The converter schematic is attached below. Both the VCC and the V_in are coming from a USB 5V supply. The PWM is supplied by an MCU.

I think it has something to do with the load, since it's just a plain resistor, and I = V/R, so the load essentially dictates the current coming out of the converter. I get that the buck converter is useful because the output voltage will always be duty_cycle*V_in, regardless of the load (within reason), but I feel like either I made a mistake in the design for the efficiency to be so low, or there's just something fundamental that I'm missing.

LTspice simulations match what I'm getting for results, as well, which makes me think I'm just not getting something. Apologies if it's something blatantly obvious that I'm missing.
Benta:
At only 4.6 mA out, the current used to just keep the circuit running is a large part of the input current. The efficiencies look OK to me. Try with a smaller load resistor and see what happens.
cbc02009:

--- Quote from: Benta on July 22, 2018, 02:15:40 pm ---At only 4.6 mA out, the current used to just keep the circuit running is a large part of the input current. The efficiencies look OK to me. Try with a smaller load resistor and see what happens.

--- End quote ---

Thank you, I reduced the load to 10ohms and the results are much closer to what I expected them to be.I definitely need a better power supply though, because you can see the voltage gets dragged down a lot with the increasing duty cycle.

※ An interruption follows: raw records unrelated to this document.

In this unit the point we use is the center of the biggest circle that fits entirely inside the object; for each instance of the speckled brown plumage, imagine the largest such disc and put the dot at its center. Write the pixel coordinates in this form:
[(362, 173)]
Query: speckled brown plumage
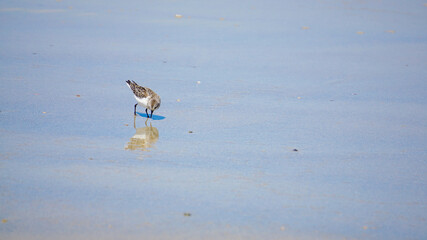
[(145, 97)]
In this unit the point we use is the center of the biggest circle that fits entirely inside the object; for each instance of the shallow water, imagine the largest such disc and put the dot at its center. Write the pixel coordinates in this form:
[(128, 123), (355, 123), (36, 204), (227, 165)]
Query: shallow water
[(278, 120)]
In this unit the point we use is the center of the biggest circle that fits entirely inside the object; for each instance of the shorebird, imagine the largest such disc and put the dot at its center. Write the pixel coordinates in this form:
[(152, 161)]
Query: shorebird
[(144, 97)]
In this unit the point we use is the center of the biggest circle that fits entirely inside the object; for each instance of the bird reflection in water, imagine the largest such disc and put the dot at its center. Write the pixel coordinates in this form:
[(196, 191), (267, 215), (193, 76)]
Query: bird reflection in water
[(144, 137)]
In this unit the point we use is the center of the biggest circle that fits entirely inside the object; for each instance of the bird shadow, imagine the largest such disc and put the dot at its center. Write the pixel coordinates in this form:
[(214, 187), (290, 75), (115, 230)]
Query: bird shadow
[(155, 117)]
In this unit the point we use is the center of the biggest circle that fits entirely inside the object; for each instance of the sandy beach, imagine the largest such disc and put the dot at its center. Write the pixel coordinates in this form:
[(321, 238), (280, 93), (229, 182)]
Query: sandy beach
[(279, 120)]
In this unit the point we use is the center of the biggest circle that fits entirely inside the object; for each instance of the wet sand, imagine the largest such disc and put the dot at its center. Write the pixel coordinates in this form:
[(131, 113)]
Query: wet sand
[(278, 120)]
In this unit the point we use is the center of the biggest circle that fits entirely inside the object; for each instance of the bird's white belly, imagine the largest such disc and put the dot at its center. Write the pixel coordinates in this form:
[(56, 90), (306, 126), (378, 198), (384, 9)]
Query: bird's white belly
[(142, 101)]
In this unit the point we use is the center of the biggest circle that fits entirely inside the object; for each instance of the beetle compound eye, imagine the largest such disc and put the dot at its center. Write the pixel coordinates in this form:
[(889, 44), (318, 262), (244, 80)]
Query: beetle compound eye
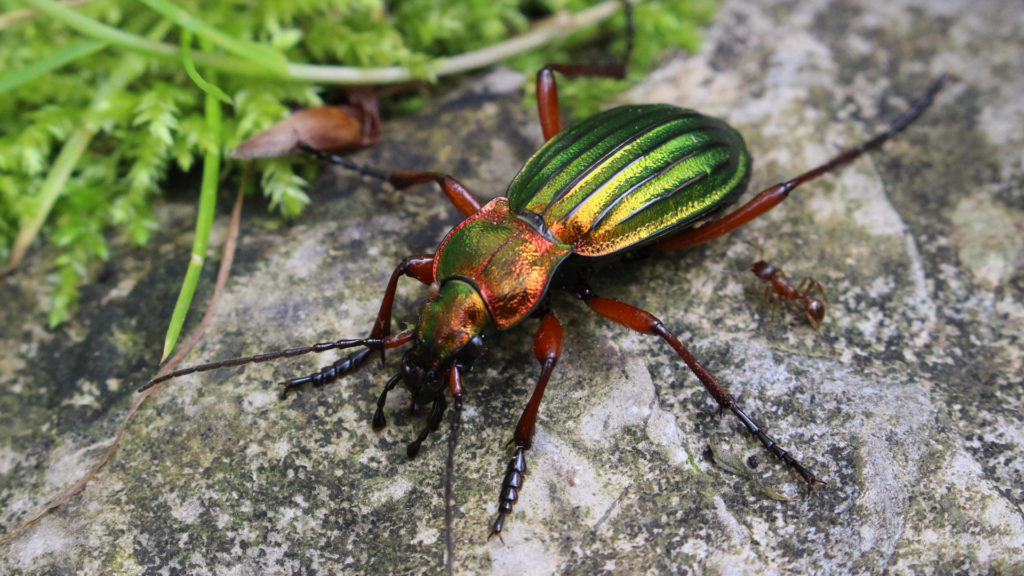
[(474, 348)]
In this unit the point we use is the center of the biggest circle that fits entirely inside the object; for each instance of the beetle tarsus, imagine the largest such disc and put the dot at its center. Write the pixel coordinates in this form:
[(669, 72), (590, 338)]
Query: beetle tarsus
[(511, 485)]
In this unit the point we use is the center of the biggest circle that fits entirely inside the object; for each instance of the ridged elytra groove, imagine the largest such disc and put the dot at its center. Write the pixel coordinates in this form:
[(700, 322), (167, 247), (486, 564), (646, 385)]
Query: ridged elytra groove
[(631, 174)]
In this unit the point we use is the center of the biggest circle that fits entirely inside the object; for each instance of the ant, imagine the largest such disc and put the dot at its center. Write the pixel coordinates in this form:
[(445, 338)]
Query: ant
[(802, 297)]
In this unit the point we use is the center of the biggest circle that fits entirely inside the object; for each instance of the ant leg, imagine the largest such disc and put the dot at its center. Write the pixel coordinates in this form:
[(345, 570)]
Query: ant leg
[(547, 88), (547, 350), (419, 266), (771, 197), (645, 323), (456, 192)]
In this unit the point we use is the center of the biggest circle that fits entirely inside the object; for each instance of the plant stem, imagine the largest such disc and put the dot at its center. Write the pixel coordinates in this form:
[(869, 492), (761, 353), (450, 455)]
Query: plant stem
[(204, 219), (557, 26)]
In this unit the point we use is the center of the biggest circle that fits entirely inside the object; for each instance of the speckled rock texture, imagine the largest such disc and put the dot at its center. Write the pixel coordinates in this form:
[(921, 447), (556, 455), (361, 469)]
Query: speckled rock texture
[(908, 402)]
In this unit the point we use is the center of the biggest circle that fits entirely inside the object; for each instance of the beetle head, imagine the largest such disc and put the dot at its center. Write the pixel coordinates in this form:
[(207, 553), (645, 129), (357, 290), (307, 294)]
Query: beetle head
[(450, 331)]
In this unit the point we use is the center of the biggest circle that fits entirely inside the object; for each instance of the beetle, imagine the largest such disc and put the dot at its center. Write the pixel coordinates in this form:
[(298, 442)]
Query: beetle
[(630, 177), (802, 296)]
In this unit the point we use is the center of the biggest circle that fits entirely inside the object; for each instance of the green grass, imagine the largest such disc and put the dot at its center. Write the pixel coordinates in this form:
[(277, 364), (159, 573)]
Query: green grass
[(100, 99)]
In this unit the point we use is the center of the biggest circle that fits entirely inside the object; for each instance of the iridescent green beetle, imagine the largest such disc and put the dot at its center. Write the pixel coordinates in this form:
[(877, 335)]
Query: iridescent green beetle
[(628, 177)]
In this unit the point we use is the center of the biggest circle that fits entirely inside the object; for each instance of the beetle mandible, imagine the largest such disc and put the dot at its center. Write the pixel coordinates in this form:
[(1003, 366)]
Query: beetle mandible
[(638, 175)]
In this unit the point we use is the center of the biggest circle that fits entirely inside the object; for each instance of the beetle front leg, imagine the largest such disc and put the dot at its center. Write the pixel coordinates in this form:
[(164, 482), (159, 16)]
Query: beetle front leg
[(646, 323), (547, 88), (547, 350), (419, 266)]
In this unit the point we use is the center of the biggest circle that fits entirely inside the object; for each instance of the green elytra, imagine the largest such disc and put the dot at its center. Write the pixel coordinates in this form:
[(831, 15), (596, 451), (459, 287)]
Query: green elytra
[(610, 182)]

So why does the reduced load make so much difference? is it because it's closer to the internal resistance of the converter? Or is it something else?
Benta:
It's simply because the IC and MOSFET gates need power independent of the output current. If you remove the load resistor, your efficiency would drop to zero, but the circuit would still consume power.

cbc02009:

--- Quote from: Benta on July 22, 2018, 06:18:41 pm ---It's simply because the IC and MOSFET gates need power independent of the output current. If you remove the load resistor, your efficiency would drop to zero, but the circuit would still consume power.

--- End quote ---

Sorry, I should have clarified, I'm only measuring the current going into V_in in both tests, not the current going into the chip.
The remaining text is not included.